So recently I came across a long short story (or very short novella) called “The Girl Who Ruled Fairyland – For a Little While“, by Catherynne M. Valente. This is officially numbered as “Fairyland 0.5” and could be considered a prequel to her “Fairyland” series, inasmuch as it takes place prior to the events of The Girl Who Circumnavigated Fairyland in a Ship of Her Own Making, and concerns itself with how the missing monarch of that book, Queen Mallow, became Queen Mallow in the first place.

You can tell Mallow is going to be a good Queen because of the philosophy she expresses when the “two hundred Fairies, one hundred Ouphes, fifty Tanuki, several Gnomes, and at least one Jack-in-the-Green” who live nearby figure out she is a wizard and start showing up at her house hoping to buy magical favors, or maybe to marry her:
“I have all the books I could need, and what more could I need than books? I shall only engage in commerce if books are the coin. Come to my door if you have a book―and a good one, not just your great-aunt’s book of doily patterns―and I will give you an egg or a cake or a pair of woolen socks. I am a practical girl, and a life is only so long. It should be spent in as much peace and good eating and good reading as possible and no undue excitement. That is all I am after.”
Fortunately for Mallow, nothing unduly exciting happens, and she gets to spend her life eating good food and reading good books and knitting woolen socks. Or not. You can find out yourself by reading the short story online, for free, at Tor’s website.

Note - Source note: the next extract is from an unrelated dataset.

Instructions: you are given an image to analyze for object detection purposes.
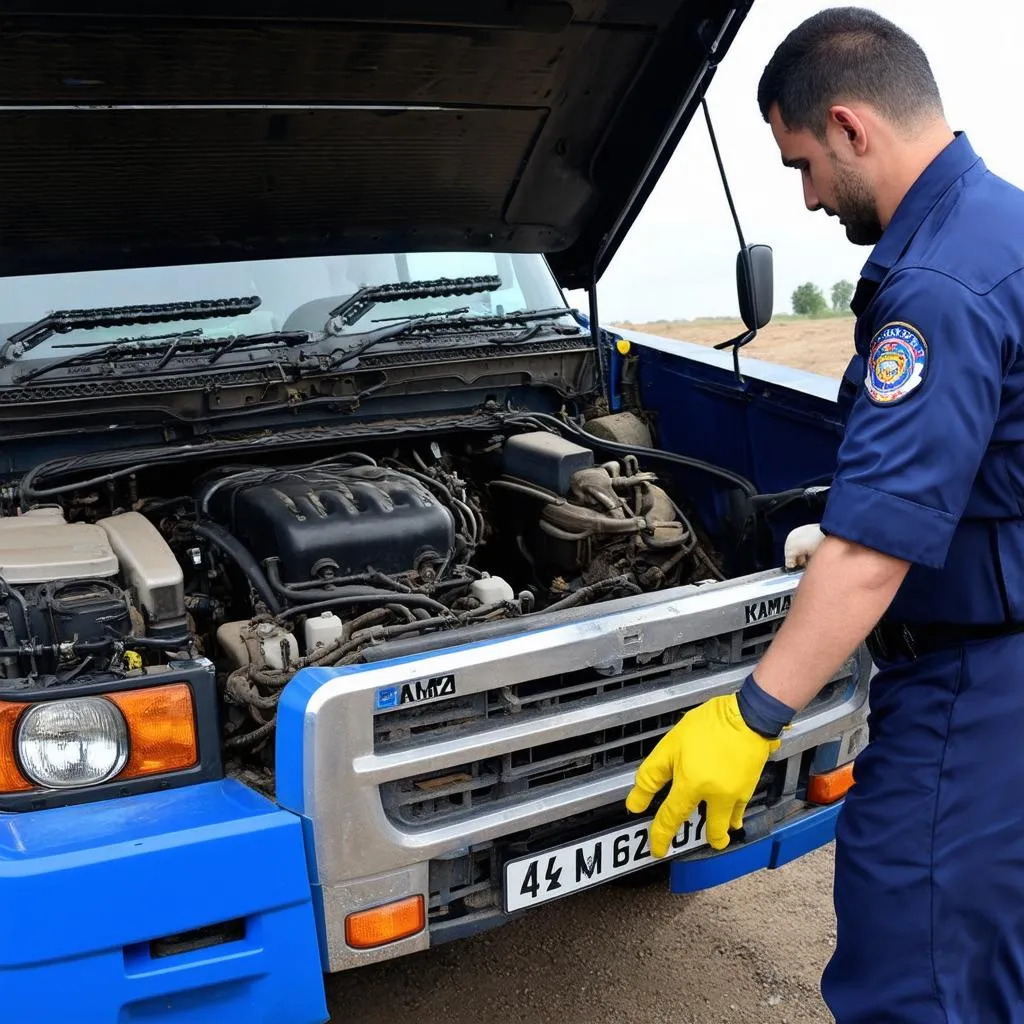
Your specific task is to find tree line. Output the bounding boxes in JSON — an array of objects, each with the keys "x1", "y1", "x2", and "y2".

Meanwhile, speaking of books, editing continues on Father’s Books!
“What do you see?”
Her wide, blank eyes stared at it.
“Do you see anything written on the page?”
The eyes moved up to look at him, back to the book, back to him. She shook her head slightly, a fraction to the left, a fraction to the right. He let out a relieved breath. Very occasionally, they saw words scrawled across the paper, messages carried back from the water, instructions, requests. Threats. It was always a relief to him when they saw nothing.
Hmm. Definitely not a book of your great-aunt’s doily patterns, that one.
I have never heard of these books. Sounds really intriguing. Those books titles and covers!